Dans cette période, le poids de l'émigration européenne et la centralisation des recherches aux Etats-Unis ont favorisé l'éclosion de ce courant de pensée. En effet, l'Ecole libre des hautes études créa un contexte favorable aux échanges d'idées entre chercheurs du monde entier, tel que le physicien Brillouin, l'anthropologue français Lévi-Strauss ou encore le linguiste russe Jakobson. Au sortir de la guerre, deux sciences humaines se retrouvent en position de force ; la linguistique, pour ses recherches en cryptographie pendant la guerre, et la psychologie, grâce aux études de théorisation des problèmes de fatigue des pilotes et l’étude des comportements. Grace à leur rôle dans la recherche de guerre, ces disciplines purent poursuivre leur recherches dans un cadre civil grâce aux institutions comme la fondation Macy. Attiré par l'approche quantitative rendu possible par la théorie mathématique de la communication et la théorie de l'information, le linguiste Jakobson rejoint les cybernéticiens au sortir de la guerre. Ses recherches aboutissent à une publication dans une revue de mathématiques appliquées en 1961 ; « Linguistique et théorie de la communication » , ou il développe la théorie quantique selon laquelle le phonème se présente comme une unité discrète et irréductible, et accouche de la notion de redondance et de celle de code. D'un apport indiscutable, le chercheur admet également a la huitième conférence Macy que la théorie de l'information et celle de la communication sont bien distincts l'une de l'autre ; la première aurait pour but « la formulation des connaissances a partir de probabilités de sélection préétablies », alors que la deuxième concerne « les représentations éventuellement nouvelles ».
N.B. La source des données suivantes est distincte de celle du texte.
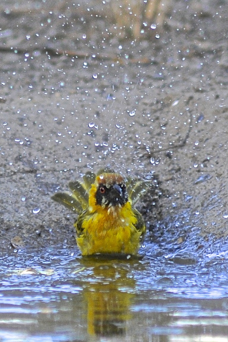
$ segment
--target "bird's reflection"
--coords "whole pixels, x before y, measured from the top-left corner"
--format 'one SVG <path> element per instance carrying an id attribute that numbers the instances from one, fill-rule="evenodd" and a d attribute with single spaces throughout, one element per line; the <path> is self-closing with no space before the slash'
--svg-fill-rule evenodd
<path id="1" fill-rule="evenodd" d="M 131 265 L 135 262 L 138 262 L 92 258 L 83 260 L 87 267 L 93 266 L 92 276 L 83 290 L 90 334 L 125 334 L 127 323 L 131 318 L 130 306 L 135 295 L 135 281 Z"/>

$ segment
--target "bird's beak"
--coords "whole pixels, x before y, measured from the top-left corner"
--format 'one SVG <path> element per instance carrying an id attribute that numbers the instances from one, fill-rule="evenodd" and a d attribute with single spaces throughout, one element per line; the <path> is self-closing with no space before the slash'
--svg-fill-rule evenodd
<path id="1" fill-rule="evenodd" d="M 123 193 L 121 187 L 117 184 L 115 184 L 113 185 L 112 188 L 118 193 L 118 195 L 119 197 L 123 197 Z"/>

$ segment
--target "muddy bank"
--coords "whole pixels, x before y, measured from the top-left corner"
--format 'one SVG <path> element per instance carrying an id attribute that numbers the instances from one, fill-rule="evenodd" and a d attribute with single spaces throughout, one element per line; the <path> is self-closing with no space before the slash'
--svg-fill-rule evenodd
<path id="1" fill-rule="evenodd" d="M 92 1 L 80 2 L 80 12 L 69 2 L 18 4 L 0 5 L 2 251 L 16 247 L 15 236 L 21 248 L 76 249 L 75 218 L 50 197 L 105 166 L 132 177 L 156 174 L 159 209 L 152 194 L 139 203 L 150 231 L 184 236 L 181 247 L 196 227 L 206 248 L 209 238 L 222 248 L 225 3 L 199 9 L 174 2 L 162 25 L 143 24 L 137 39 L 93 15 Z"/>

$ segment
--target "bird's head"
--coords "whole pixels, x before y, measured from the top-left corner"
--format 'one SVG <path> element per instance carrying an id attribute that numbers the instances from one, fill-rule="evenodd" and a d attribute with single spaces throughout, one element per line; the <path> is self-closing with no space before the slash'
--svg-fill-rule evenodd
<path id="1" fill-rule="evenodd" d="M 107 208 L 108 213 L 114 213 L 128 201 L 124 178 L 118 173 L 102 173 L 96 177 L 93 185 L 96 205 Z"/>

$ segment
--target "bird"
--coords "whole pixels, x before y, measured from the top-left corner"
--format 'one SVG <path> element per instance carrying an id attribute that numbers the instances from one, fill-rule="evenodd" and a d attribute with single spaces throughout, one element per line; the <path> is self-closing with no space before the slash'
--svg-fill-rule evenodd
<path id="1" fill-rule="evenodd" d="M 146 228 L 134 206 L 148 189 L 148 181 L 125 180 L 108 169 L 89 171 L 82 179 L 70 182 L 71 192 L 52 197 L 78 214 L 74 226 L 82 255 L 138 255 Z"/>

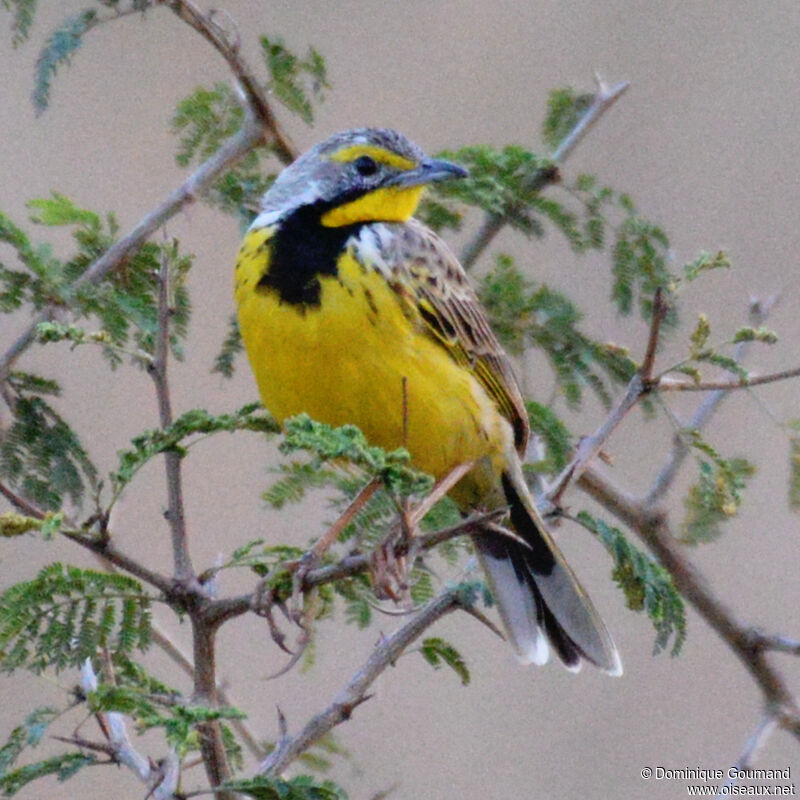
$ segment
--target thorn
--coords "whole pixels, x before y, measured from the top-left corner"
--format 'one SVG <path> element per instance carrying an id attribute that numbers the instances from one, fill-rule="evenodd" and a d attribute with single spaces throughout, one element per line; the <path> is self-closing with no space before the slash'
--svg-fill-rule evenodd
<path id="1" fill-rule="evenodd" d="M 286 724 L 286 716 L 281 711 L 281 707 L 276 705 L 275 710 L 278 712 L 278 732 L 281 735 L 281 739 L 283 739 L 289 734 L 289 726 Z"/>

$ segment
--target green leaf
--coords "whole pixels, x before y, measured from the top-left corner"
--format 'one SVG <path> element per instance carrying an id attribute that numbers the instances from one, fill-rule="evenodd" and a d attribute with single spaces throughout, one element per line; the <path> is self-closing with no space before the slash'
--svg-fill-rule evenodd
<path id="1" fill-rule="evenodd" d="M 53 192 L 52 197 L 29 200 L 28 208 L 37 212 L 31 216 L 31 221 L 39 225 L 82 225 L 88 229 L 97 229 L 101 224 L 99 215 L 94 211 L 79 208 L 58 192 Z"/>
<path id="2" fill-rule="evenodd" d="M 624 349 L 582 333 L 582 314 L 566 295 L 545 285 L 532 287 L 509 256 L 497 257 L 478 294 L 510 352 L 534 346 L 547 356 L 558 387 L 573 408 L 580 406 L 586 387 L 609 406 L 614 384 L 627 383 L 635 372 Z"/>
<path id="3" fill-rule="evenodd" d="M 464 180 L 434 187 L 438 202 L 445 208 L 449 209 L 448 201 L 458 200 L 504 217 L 526 235 L 542 234 L 541 223 L 531 212 L 536 207 L 543 176 L 553 171 L 552 162 L 518 145 L 507 145 L 502 150 L 475 145 L 439 155 L 469 169 L 469 177 Z M 544 210 L 545 206 L 539 208 Z"/>
<path id="4" fill-rule="evenodd" d="M 97 470 L 75 432 L 42 397 L 23 393 L 37 382 L 12 379 L 13 421 L 0 440 L 0 475 L 45 509 L 58 510 L 66 497 L 80 505 Z M 50 391 L 45 382 L 39 388 Z"/>
<path id="5" fill-rule="evenodd" d="M 325 59 L 313 48 L 305 58 L 287 49 L 280 38 L 260 38 L 264 63 L 270 74 L 267 87 L 307 125 L 314 121 L 314 102 L 322 102 L 327 81 Z"/>
<path id="6" fill-rule="evenodd" d="M 37 0 L 3 0 L 2 6 L 14 15 L 11 22 L 11 43 L 19 46 L 30 36 Z"/>
<path id="7" fill-rule="evenodd" d="M 577 125 L 593 100 L 593 94 L 578 94 L 570 87 L 553 89 L 550 92 L 547 96 L 547 117 L 542 127 L 542 137 L 551 150 L 555 150 Z"/>
<path id="8" fill-rule="evenodd" d="M 436 636 L 429 637 L 422 640 L 420 652 L 434 669 L 439 669 L 442 664 L 446 664 L 461 679 L 462 686 L 469 685 L 470 674 L 467 663 L 450 642 Z"/>
<path id="9" fill-rule="evenodd" d="M 686 615 L 670 574 L 634 547 L 619 529 L 586 511 L 577 519 L 598 536 L 614 559 L 611 577 L 622 589 L 628 608 L 645 611 L 650 617 L 656 630 L 653 653 L 664 650 L 672 638 L 671 654 L 678 655 L 686 639 Z"/>
<path id="10" fill-rule="evenodd" d="M 243 122 L 242 106 L 230 85 L 197 87 L 181 100 L 172 117 L 172 130 L 180 136 L 176 162 L 188 167 L 205 161 L 239 131 Z M 269 155 L 266 146 L 253 148 L 214 183 L 203 201 L 233 214 L 244 227 L 249 225 L 261 196 L 275 178 L 263 163 Z"/>
<path id="11" fill-rule="evenodd" d="M 739 328 L 733 335 L 733 343 L 739 342 L 763 342 L 764 344 L 775 344 L 778 341 L 778 334 L 769 328 Z"/>
<path id="12" fill-rule="evenodd" d="M 697 325 L 689 336 L 689 341 L 692 345 L 690 351 L 692 358 L 697 358 L 702 352 L 709 336 L 711 336 L 711 325 L 708 323 L 708 317 L 705 314 L 700 314 L 697 318 Z"/>
<path id="13" fill-rule="evenodd" d="M 0 595 L 0 670 L 80 667 L 100 648 L 143 649 L 150 598 L 138 581 L 55 563 Z"/>
<path id="14" fill-rule="evenodd" d="M 254 800 L 347 800 L 344 790 L 332 781 L 317 783 L 309 775 L 297 775 L 289 780 L 258 775 L 247 780 L 229 781 L 222 788 Z"/>
<path id="15" fill-rule="evenodd" d="M 201 434 L 210 436 L 223 431 L 249 430 L 260 433 L 277 433 L 280 428 L 262 408 L 260 403 L 249 403 L 232 414 L 209 414 L 201 408 L 187 411 L 167 428 L 145 431 L 132 440 L 133 448 L 121 450 L 119 467 L 111 473 L 115 491 L 133 480 L 136 473 L 159 453 L 167 451 L 185 453 L 184 440 Z"/>
<path id="16" fill-rule="evenodd" d="M 0 777 L 0 790 L 2 790 L 4 797 L 12 797 L 20 789 L 39 778 L 55 775 L 59 782 L 63 782 L 71 778 L 83 767 L 96 763 L 97 760 L 94 756 L 86 755 L 85 753 L 63 753 L 59 756 L 52 756 L 44 761 L 27 764 L 24 767 L 6 773 Z"/>
<path id="17" fill-rule="evenodd" d="M 684 500 L 687 514 L 681 526 L 681 540 L 699 544 L 722 535 L 722 523 L 739 511 L 755 467 L 744 458 L 723 458 L 697 431 L 687 436 L 690 446 L 707 457 L 697 459 L 698 480 Z"/>
<path id="18" fill-rule="evenodd" d="M 47 732 L 58 711 L 50 706 L 34 709 L 25 721 L 11 731 L 8 741 L 0 747 L 0 781 L 8 774 L 26 747 L 35 747 Z M 0 784 L 1 785 L 1 784 Z"/>
<path id="19" fill-rule="evenodd" d="M 41 114 L 50 103 L 50 88 L 56 72 L 68 64 L 83 44 L 83 35 L 97 24 L 97 11 L 87 9 L 68 17 L 50 34 L 36 61 L 33 106 Z"/>
<path id="20" fill-rule="evenodd" d="M 355 425 L 333 428 L 300 414 L 284 423 L 286 436 L 280 445 L 282 453 L 304 450 L 318 464 L 339 459 L 360 467 L 366 474 L 378 477 L 391 492 L 401 496 L 424 494 L 433 487 L 433 479 L 409 466 L 407 450 L 387 452 L 367 443 Z"/>
<path id="21" fill-rule="evenodd" d="M 273 508 L 283 508 L 287 503 L 299 503 L 308 489 L 321 489 L 337 485 L 337 473 L 314 464 L 292 461 L 281 464 L 278 471 L 283 478 L 267 489 L 262 497 Z"/>
<path id="22" fill-rule="evenodd" d="M 730 266 L 730 258 L 722 250 L 714 254 L 701 252 L 694 261 L 684 264 L 683 280 L 689 283 L 712 269 L 730 269 Z"/>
Se basant sur un programme de recherche commun, et sur la formule de Shannon, linguistes, ingénieurs et autres théoriciens de l'information travaillent de pair afin de réduire le langage à des formulations mathématiques, permettant ainsi de déboucher sur une théorie évolutive du langage, en analogie évidente avec l'évolution biologique de l'Homme. Cette « réduction » du langage permet notamment à René Rind, le chef du laboratoire de calcul scientifique de l'IBM France, de théoriser la première machine a traduire ; l'IBM 701. Ce sont les débuts de la traduction automatique. En tenant compte des différents sens d'un mot, ces machines, véritables « cerveaux électroniques », tracent la voie vers des recherches en intelligence artificielle.
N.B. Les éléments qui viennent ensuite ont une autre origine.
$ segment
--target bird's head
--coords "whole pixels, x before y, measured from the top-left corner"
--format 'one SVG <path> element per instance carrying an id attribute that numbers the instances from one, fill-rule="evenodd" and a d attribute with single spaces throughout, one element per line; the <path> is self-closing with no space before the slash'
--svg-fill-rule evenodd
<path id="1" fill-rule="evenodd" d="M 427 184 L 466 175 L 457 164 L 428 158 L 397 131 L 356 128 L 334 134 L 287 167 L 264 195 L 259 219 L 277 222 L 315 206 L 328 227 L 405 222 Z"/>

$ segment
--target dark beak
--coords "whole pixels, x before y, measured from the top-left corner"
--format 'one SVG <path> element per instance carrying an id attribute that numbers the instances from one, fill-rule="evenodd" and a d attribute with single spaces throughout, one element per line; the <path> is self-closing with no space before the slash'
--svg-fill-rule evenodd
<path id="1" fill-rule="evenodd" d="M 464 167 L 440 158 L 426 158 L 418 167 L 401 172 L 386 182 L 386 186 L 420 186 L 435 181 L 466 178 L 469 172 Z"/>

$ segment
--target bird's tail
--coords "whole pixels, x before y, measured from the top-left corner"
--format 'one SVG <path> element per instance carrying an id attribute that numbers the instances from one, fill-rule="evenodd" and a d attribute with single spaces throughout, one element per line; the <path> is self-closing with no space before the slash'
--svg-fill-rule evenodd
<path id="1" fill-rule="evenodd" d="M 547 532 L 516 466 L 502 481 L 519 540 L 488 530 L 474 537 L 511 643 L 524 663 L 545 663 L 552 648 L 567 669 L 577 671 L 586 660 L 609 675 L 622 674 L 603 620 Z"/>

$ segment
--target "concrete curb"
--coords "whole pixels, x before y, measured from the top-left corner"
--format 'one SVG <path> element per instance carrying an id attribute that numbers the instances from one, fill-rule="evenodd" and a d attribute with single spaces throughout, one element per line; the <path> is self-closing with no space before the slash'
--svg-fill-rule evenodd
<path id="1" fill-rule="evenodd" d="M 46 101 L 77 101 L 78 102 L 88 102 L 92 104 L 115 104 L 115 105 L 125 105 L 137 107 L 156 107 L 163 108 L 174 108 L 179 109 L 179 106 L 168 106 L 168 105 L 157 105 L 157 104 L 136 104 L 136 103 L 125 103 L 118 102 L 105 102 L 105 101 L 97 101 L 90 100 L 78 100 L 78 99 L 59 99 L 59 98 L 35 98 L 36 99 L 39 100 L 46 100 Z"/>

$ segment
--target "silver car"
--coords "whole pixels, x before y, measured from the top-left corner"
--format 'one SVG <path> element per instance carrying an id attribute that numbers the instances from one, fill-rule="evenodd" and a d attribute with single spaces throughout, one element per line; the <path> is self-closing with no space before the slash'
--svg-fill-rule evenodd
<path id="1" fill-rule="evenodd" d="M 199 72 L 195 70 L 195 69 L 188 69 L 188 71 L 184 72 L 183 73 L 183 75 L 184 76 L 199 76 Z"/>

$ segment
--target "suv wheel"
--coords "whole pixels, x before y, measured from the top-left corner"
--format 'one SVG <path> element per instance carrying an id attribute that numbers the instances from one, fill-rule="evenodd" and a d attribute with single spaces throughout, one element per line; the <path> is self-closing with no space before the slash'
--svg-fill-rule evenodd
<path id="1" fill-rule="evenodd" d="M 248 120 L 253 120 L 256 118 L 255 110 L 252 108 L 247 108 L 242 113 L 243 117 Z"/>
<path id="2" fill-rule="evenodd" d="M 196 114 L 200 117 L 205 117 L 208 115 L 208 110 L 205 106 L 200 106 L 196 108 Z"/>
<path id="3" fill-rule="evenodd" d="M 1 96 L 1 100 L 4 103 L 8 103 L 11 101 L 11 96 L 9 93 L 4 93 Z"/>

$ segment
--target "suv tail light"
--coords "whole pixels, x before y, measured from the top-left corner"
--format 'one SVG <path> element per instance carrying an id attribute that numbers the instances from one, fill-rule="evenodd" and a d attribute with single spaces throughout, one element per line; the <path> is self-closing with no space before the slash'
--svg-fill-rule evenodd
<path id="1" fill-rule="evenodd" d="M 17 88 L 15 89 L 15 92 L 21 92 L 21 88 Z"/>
La théorie de Shannon, ne se souciant pas des aspects sémantiques, apporte les fondements adéquats a l'écriture d'un journal ; « Mechanical Translation », ou des linguistes tels que Locke, Booth ou Yngve développent l'idée d'une « syntaxe universelle », donnant naissance a l'idée de « langue pivot ». Apres avoir perdu l'espoir de l’émergence d'une langue universelle, les chercheurs s'en remettent a ces machines universelles leur permettant de communiquer avec aisance. Le langage permet alors d'unir les sciences exactes et sciences humaines, unité déjà légitimée par des propos tenus par Wiener dans les colonnes du Journal of the Acoustical Society of America en 1950 ; « Il n'y a aucune opposition fondamentale entre les problèmes que rencontrent nos ingénieurs dans la mesure de la communication et les problèmes de nos philologues. »

Alors que Segal a tenté de donner un aperçu relativement large sur les rencontres entre linguistique et la notion scientifique d'information, sa réflexion en ce qui concerne les sciences de l'esprit (Les disciplines de la psychologie) s'axe sur la publication de Marcel-Paul Schutzenberger. En effet, des 1947, le chercheur commence a s’intéresser de près aux statistiques. Il introduit la notion scientifique d'information en psychologie avec la biophysique mathématique du système nerveux et une tentative d'axiomatisation. Schutzenberger fait l'éloge de la cybernétique. Bien qu'introduite comme une science proche de la technique, le chercheur lui reconnaît une « existence autonome en tant que système cohérent de doctrine » Pour Schutzenberger, la cybernétique représente un dépassement du Gestaltisme et du béhaviorisme, incluant la notion de feedback, initialement introduite par Wiener. Selon lui, les mathématiques contenues dans la cybernétique serviraient à la description, à la représentation et à l'explication de phénomènes psychologiques.

La cybernétique apparaît des lors comme une discipline de progrès, les emprunts en sciences exactes de Jacques Lacan en psychologie, par exemple, représentent parfaitement ce mouvement des sciences humaines d’après guerre, cherchant a bénéficier de l'estime accordée aux mathématiciens, pour lesquels le critère de scientificité est primordial. C'est le début du structuralisme. L'information devient la notion essentielle, et la cybernétique s'impose comme source d'unité entre les sciences.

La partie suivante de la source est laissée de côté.